The Modern Peasant - a review

Are you struggling with your Christmas present list?  If you’re looking for an interesting, original cookbook, don’t be seduced by the plethora of celebrity-led TV cookbooks.  Try instead, to follow the trails that lead to the quiet, innovative writers who often shape how others write and cook.

Take The Modern Peasant, Adventures in City Food by Jojo Tulloh (Chatto & Windus), which was published in May 2013. This is the perfect present for dreamy, idealistic food lovers, especially if they like quirky illustrations, literary quotes and a proper bibliography.

This is Jojo Tulloh’s second book.  Her first, East End Paradise, was focussed around stories and recipes from her inner city allotment.  The Modern Peasant charts Tulloh’s thoughts on how city dwellers, like her, can become more self-sufficient.
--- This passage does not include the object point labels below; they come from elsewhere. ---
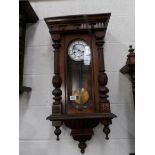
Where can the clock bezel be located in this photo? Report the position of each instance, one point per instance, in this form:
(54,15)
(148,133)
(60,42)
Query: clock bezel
(74,40)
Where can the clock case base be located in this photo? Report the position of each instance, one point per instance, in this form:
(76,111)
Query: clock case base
(81,125)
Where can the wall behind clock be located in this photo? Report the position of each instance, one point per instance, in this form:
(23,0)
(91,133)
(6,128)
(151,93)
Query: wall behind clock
(36,134)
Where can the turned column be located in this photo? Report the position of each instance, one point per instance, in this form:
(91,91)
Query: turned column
(56,81)
(102,80)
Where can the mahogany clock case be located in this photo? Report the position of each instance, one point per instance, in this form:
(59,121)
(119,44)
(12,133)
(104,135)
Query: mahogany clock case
(69,75)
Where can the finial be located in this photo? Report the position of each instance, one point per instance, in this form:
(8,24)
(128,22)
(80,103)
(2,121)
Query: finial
(130,46)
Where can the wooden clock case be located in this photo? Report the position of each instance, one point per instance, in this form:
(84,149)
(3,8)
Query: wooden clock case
(92,29)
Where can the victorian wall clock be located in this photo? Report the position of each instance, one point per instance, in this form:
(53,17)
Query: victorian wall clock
(80,94)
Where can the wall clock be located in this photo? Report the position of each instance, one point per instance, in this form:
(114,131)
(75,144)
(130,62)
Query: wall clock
(80,92)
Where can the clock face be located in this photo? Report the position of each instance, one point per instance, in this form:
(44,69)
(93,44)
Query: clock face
(78,49)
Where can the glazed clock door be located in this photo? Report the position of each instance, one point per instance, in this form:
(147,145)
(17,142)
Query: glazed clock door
(79,75)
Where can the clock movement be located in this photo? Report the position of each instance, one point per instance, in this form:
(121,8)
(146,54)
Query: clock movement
(80,92)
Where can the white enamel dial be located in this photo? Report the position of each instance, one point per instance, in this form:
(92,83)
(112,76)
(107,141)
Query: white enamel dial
(77,49)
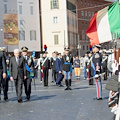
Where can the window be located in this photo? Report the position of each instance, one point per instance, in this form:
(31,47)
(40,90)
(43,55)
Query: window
(83,47)
(86,37)
(54,4)
(81,2)
(22,35)
(86,24)
(56,41)
(71,7)
(88,4)
(76,23)
(68,20)
(92,14)
(55,19)
(20,9)
(73,22)
(32,35)
(87,47)
(5,8)
(89,15)
(86,15)
(83,35)
(82,14)
(31,10)
(82,24)
(92,4)
(21,22)
(85,3)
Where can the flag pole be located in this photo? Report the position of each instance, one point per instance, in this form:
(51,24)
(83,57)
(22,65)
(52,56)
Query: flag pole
(118,110)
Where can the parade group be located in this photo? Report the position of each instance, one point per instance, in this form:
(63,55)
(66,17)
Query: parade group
(21,68)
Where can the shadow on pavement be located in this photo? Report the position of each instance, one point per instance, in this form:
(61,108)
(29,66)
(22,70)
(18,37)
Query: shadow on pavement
(36,98)
(80,88)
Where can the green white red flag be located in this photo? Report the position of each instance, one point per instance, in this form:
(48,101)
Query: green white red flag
(103,24)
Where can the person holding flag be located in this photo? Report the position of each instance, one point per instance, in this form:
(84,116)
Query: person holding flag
(67,60)
(96,70)
(103,24)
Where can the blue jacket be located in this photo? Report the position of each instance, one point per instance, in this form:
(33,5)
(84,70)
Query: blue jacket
(58,65)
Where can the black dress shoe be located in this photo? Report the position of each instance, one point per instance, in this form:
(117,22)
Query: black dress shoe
(20,101)
(69,88)
(97,99)
(5,98)
(66,88)
(28,98)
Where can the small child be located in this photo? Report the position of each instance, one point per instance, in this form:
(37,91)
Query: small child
(77,67)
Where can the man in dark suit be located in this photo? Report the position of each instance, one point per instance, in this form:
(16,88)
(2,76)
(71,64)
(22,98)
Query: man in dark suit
(29,70)
(104,65)
(52,62)
(67,61)
(45,64)
(2,68)
(59,70)
(17,73)
(6,80)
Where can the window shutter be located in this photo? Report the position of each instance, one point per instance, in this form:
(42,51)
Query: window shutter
(57,4)
(51,5)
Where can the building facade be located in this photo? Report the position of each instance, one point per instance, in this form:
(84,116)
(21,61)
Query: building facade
(7,7)
(59,25)
(28,23)
(86,10)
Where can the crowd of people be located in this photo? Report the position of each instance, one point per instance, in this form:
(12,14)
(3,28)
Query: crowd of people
(22,68)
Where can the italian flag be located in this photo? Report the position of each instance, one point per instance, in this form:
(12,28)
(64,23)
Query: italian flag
(103,24)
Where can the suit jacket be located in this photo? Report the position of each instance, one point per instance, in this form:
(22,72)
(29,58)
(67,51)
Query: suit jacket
(58,65)
(31,66)
(53,63)
(66,67)
(2,62)
(17,69)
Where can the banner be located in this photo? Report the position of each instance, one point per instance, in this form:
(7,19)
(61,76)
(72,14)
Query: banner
(10,29)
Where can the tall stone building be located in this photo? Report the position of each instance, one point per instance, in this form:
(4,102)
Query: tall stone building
(85,11)
(28,23)
(59,25)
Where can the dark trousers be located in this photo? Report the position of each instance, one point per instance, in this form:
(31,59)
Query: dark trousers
(18,86)
(55,75)
(60,78)
(35,73)
(91,81)
(105,71)
(27,85)
(5,83)
(45,76)
(1,73)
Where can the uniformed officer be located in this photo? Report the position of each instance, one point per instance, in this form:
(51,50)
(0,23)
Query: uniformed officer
(6,80)
(104,65)
(29,70)
(67,60)
(96,70)
(2,68)
(45,64)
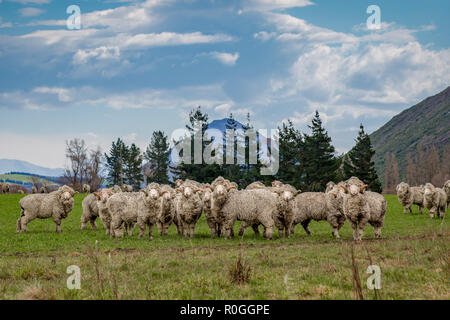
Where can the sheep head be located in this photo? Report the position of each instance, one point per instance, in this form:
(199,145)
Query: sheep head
(402,189)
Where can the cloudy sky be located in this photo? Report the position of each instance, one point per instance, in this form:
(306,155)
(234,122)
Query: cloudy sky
(139,66)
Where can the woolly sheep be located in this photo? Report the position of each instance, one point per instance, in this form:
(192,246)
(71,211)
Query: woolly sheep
(446,188)
(256,206)
(124,208)
(166,209)
(407,196)
(284,215)
(90,211)
(189,207)
(102,200)
(86,188)
(5,187)
(56,205)
(361,207)
(330,185)
(318,206)
(435,200)
(127,188)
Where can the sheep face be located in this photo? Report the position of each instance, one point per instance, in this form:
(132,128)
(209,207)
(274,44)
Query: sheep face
(402,189)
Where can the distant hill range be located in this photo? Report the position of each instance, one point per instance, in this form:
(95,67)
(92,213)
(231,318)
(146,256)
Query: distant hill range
(426,124)
(8,165)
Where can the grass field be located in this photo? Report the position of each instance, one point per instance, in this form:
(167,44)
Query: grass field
(413,256)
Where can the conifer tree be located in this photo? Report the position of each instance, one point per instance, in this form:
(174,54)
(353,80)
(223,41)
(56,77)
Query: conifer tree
(115,163)
(317,157)
(291,143)
(358,162)
(133,167)
(157,154)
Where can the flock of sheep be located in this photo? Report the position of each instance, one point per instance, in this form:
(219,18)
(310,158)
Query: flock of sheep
(280,206)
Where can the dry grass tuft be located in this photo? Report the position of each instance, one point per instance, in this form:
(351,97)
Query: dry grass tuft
(240,271)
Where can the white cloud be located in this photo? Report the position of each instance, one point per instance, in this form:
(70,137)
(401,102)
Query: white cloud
(30,12)
(267,5)
(31,1)
(100,53)
(228,59)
She covers everything from making your own yoghurt to keeping urban bees.  There are chapters on baking, fermentation (think home-made ricotta, kimchi and ginger beer), foraging and different methods of preserving including pickling and smoking. 
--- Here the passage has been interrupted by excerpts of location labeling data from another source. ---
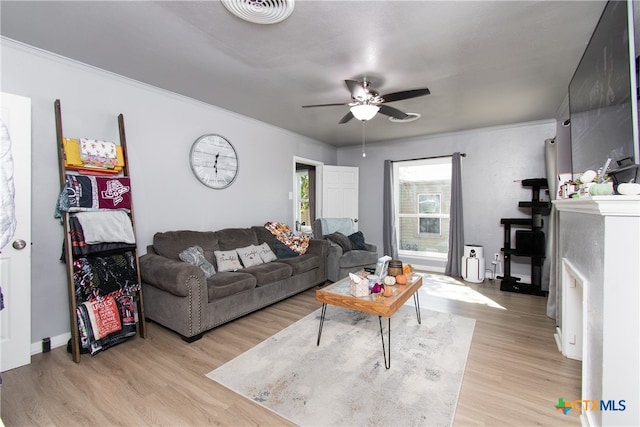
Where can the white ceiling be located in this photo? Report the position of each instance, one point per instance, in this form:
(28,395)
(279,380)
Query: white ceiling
(485,62)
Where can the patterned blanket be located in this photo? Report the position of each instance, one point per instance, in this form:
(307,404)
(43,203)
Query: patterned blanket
(90,193)
(283,233)
(98,276)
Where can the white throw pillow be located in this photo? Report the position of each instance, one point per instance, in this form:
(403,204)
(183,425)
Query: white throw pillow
(265,252)
(249,256)
(227,260)
(195,256)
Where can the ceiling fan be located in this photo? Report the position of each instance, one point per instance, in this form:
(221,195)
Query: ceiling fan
(366,102)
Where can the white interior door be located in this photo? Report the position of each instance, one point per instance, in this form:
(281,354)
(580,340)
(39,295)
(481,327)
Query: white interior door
(340,193)
(15,255)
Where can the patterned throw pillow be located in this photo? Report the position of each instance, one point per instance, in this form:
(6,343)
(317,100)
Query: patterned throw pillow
(228,260)
(265,252)
(249,256)
(195,256)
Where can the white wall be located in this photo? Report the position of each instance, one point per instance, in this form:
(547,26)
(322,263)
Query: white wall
(497,159)
(160,128)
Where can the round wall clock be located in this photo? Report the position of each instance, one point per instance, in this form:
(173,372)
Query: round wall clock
(214,161)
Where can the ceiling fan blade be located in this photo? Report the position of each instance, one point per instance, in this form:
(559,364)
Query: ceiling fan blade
(405,94)
(356,88)
(346,118)
(393,112)
(325,105)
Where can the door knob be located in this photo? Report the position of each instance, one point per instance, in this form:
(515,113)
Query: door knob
(19,244)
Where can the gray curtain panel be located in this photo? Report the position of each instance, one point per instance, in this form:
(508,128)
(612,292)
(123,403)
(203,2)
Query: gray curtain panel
(550,268)
(390,246)
(456,223)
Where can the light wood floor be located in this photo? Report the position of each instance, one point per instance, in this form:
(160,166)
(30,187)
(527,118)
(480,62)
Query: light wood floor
(514,374)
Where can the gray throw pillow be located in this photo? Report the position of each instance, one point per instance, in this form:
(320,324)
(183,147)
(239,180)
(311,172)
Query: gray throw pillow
(340,240)
(195,255)
(357,241)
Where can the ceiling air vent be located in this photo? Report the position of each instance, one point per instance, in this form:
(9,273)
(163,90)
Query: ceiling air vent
(260,11)
(412,117)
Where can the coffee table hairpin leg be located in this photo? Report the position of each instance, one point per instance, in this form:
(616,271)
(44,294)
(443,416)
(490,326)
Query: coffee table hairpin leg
(387,358)
(324,311)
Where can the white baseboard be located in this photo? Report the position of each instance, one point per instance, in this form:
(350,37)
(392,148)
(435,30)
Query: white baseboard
(57,341)
(558,338)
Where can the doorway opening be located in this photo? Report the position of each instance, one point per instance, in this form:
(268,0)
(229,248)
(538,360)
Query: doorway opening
(305,205)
Some chapters such as Planted, and Reared, illustrate the dynamic nature of London.  The former discusses the growing trend in community gardening from micro-plots to drop-off veg bags.  The latter tackles the relevance of understanding what it means to kill and butcher an animal.  Tulloh includes a description of the surreal experience of listening to a concert expressing a pig’s life, death and consumption at Café Oto in Dalston in East London, before being served a porcine feast. 

Every chapter includes recipes, which range from how to make faggots and sausages in Reared, to walnut and nestle pesto, and spring soup of Jerusalem artichokes, lentils and dandelions in Foraged.

It’s fitting that another influential book that you won’t find in many bookshops, namely, Honey from a Weed by Patience Gray (Prospect Books, 1986) was the inspiration behind this book. References to Honey from a Weed are woven into the text, and a chapter is dedicated to Gray’s recipes.

I should perhaps add that this is not a guilt-inducing book.  Quite the reverse, it is a book that advocates small steps to create a better life. It will inspire the recipient to explore new foodie horizons.